Dynamics and Control of Agile Fixed-Wing UAVs
Fixed-wing unmanned aerial vehicles are typically used in applications requiring long endurance and high speed. They are less useful in applications that require low speed and high maneuverability, where quadrotors are the vehicle of choice. A new class of fixed-wing UAVs, known as agile aircraft, are characterized by a high thrust-to-weight ratio, and large control surfaces with large deflections. Hobbyists have shown that these aircraft can have low-speed maneuverability rivaling that of quadrotors. This presentation will discuss the dynamics and control of these aircraft, aimed at achieving autonomous agile flight. We’ll first discuss the modeling of these aircraft, including aerodynamics, thruster dynamics, and propeller slipstream. A quaternion-based nonlinear controller will then be introduced to handle the full flight envelope of the aircraft with a single architecture and set of control gains. Some initial motion planning approaches based on a library of aerobatic maneuvers will be presented. Our experimental platforms will be reviewed and, in conclusion, results of indoor and outdoor flight tests will be presented.

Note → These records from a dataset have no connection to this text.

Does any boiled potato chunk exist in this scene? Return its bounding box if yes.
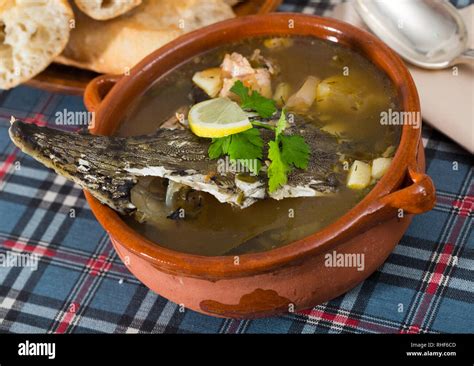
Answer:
[273,83,291,108]
[193,67,222,98]
[316,74,390,115]
[347,160,372,189]
[286,76,320,112]
[372,158,392,179]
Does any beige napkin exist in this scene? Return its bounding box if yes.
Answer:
[328,2,474,153]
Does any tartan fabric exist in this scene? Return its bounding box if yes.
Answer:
[0,0,474,333]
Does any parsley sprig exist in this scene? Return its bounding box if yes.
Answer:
[208,81,310,193]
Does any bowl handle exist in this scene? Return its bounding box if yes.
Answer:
[379,167,436,214]
[84,75,121,112]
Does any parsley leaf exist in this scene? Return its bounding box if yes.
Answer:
[275,108,288,138]
[267,110,310,193]
[267,141,291,193]
[208,128,264,175]
[230,80,276,118]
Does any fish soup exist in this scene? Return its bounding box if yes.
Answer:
[117,37,401,256]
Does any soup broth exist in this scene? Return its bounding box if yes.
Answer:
[117,37,400,256]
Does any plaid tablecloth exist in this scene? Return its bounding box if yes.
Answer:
[0,0,474,333]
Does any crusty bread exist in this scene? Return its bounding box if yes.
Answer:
[56,0,235,74]
[0,0,74,89]
[74,0,142,20]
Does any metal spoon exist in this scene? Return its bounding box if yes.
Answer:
[354,0,474,69]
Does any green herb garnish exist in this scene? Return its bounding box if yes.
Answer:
[230,80,276,118]
[267,109,309,193]
[208,128,264,175]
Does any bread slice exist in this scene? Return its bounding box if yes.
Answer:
[0,0,74,89]
[55,0,235,74]
[74,0,142,20]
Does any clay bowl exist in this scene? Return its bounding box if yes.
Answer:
[84,13,435,318]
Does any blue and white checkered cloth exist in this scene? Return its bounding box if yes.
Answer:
[0,0,474,333]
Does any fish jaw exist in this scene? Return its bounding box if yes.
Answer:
[126,166,265,209]
[8,119,136,214]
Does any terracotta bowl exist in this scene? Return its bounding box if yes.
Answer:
[80,13,435,318]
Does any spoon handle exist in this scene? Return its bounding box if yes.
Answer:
[453,48,474,65]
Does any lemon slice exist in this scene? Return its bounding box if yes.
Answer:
[188,98,252,137]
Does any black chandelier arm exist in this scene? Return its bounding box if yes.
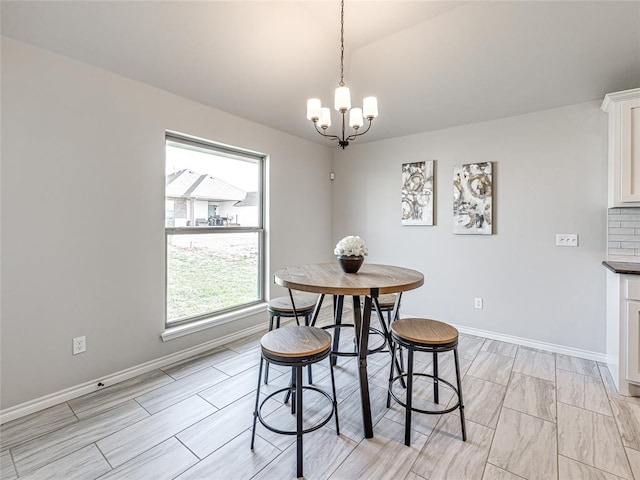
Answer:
[343,118,373,142]
[313,122,340,140]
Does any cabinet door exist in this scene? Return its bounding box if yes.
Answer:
[619,98,640,202]
[627,302,640,382]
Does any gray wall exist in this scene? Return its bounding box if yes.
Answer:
[0,38,607,409]
[0,38,332,409]
[333,101,607,352]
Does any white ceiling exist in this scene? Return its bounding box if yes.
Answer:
[0,0,640,143]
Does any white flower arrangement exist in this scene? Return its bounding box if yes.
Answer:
[333,235,369,257]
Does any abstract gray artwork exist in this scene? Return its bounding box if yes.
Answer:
[453,162,493,235]
[402,160,433,225]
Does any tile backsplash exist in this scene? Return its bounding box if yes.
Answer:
[607,208,640,262]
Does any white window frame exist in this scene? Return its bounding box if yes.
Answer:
[162,131,267,340]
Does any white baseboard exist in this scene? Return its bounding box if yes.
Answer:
[451,323,607,363]
[0,315,606,424]
[0,323,267,424]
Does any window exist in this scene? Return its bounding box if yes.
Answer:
[165,133,265,326]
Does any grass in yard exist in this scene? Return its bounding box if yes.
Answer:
[167,234,258,322]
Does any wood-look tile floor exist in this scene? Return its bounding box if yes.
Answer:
[0,311,640,480]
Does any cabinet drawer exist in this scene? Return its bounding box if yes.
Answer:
[627,279,640,300]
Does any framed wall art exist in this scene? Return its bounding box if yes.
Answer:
[402,160,434,225]
[453,162,493,235]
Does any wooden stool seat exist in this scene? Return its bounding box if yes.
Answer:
[260,326,332,359]
[251,326,340,478]
[391,318,458,345]
[387,318,467,446]
[264,294,317,385]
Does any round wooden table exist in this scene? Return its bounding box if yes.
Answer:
[274,263,424,438]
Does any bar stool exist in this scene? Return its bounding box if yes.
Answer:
[387,318,467,446]
[251,326,340,477]
[264,295,316,385]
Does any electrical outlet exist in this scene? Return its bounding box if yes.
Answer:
[556,233,578,247]
[73,335,87,355]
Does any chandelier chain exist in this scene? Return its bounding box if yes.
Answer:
[340,0,344,87]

Meyer Nahon is a Professor and Chair of the Department of Mechanical Engineering at McGill University. He obtained his Bachelor’s degree from Queen's University; his Masters degree from the University of Toronto (UTIAS) and his PhD from McGill University. His interests are in the dynamics modeling and control of aerial and underwater vehicles. His present research interests focus on autonomous aerial vehicles and tethered systems.